10 h 10, dans les couloirs du second étage. La tournée de ses malades achevée, Rabia peut prendre une pause pour nous montrer les lieux. La clinique Al Azhar offre un cinglant démenti à ceux qui conserveraient des préjugés négatifs sur l'état des établissements médicaux au Maghreb. Tout y respire le neuf, le propre et le techniquement très avancé. « C'est encore plus beau que l'hôpital de chez nous ! », s'exclame Ibrahim, jeune Français de Romans-sur-Isère, hospitalisé depuis deux jours avec sa mère et sa soeur.

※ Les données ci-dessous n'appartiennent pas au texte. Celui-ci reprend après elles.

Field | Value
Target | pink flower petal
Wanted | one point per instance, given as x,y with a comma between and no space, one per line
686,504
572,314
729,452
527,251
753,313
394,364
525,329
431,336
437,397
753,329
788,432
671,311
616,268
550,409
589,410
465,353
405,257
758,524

Avant-hier, alors que la famille s'apprêtait à rentrer en France, un camion a renversé leur voiture. « On a fait au moins quatre tonneaux ! », lâche sa jeune soeur Khadija, encore sous le choc. « En plus, toutes les inscriptions sont en français », remarque leur mère. « Nous travaillons en bilingue, voire en trilingue, explique Rabia. Entre nous, c'est toujours le français, surtout dès qu'il y a des mots techniques. Avec les patients, ça peut être en arabe, ou en kabyle. À moins que ce ne soit un mélange des trois ! »

Chirurgie cardiaque

13 h 15, pause déjeuner avec le docteur Nefissa Scander, spécialiste du suivi des enfants opérés du coeur. Al Azhar possède en effet un des rares blocs opératoires de chirurgie cardiaque du pays. Le plus souvent, les opérations sont pratiquées par des équipes étrangères (italiennes, libanaises, françaises, espagnoles...) qui viennent pour quelques jours, et opèrent jusqu'à trois patients par journée. « Ensuite, ils repartent, et des médecins à nous s'occupent du suivi des malades », explique Nefissa Scander.

S'endetter pour guérir

Drôle, extrêmement intelligente et toujours serviable, cette pédiatre de 48 ans possède un cabinet en ville, et intervient à Al Azhar à chaque opération cardiaque chez des enfants. Aujourd'hui, elle est très en colère envers l'hôpital Mustapha, le grand établissement public d'Alger : « Je viens de leur envoyer une femme enceinte au 7e mois qui a besoin d'une césarienne immédiate. Mais comme ils n'ont aucun chirurgien de libre, ils lui ont dit de revenir dans cinq jours ! » C'est dans ces cas-là que les cliniques privées interviennent. « Sauf que dans le privé, les césariennes ne sont pas remboursées par la sécurité sociale. Et cette femme n'a pas les 700 euros que ça coûte ! » « En Algérie, précise Rabia, les hôpitaux publics sont de très bon niveau. Mais comme ils sont gratuits, ils sont surchargés. Alors les gens s'endettent et viennent dans le privé. » Là, tout devient payant : une appendicite coûte 70 000 dinars (700 euros), une prothèse de hanche 200 000 dinars (2 000 euros), une journée d'hospitalisation 6 000 dinars (60 euros, hors traitement)...

Calme journée

15 heures. Les familles des malades commencent à arriver dans le service. Finalement, le pontage a été reporté au lendemain. « Le dossier médical du patient n'est pas complet. Mais comme la famille habite Tizi Ouzou [la capitale de la Kabylie, située à 100 km d'Alger], ils ne vont apporter les pièces que tard ce soir », explique Rabia. Après cette calme journée, elle quitte l'établissement à 17 heures. L'équipe de nuit est déjà en place.

Minuit. Rabia a passé sa soirée à zapper sur les chaînes françaises captées par satellite, comme la plupart de ses compatriotes. Avant de s'endormir, elle n'a pas besoin de régler son réveil. Elle sait que demain matin, elle se réveillera à cinq heures. Comme toujours.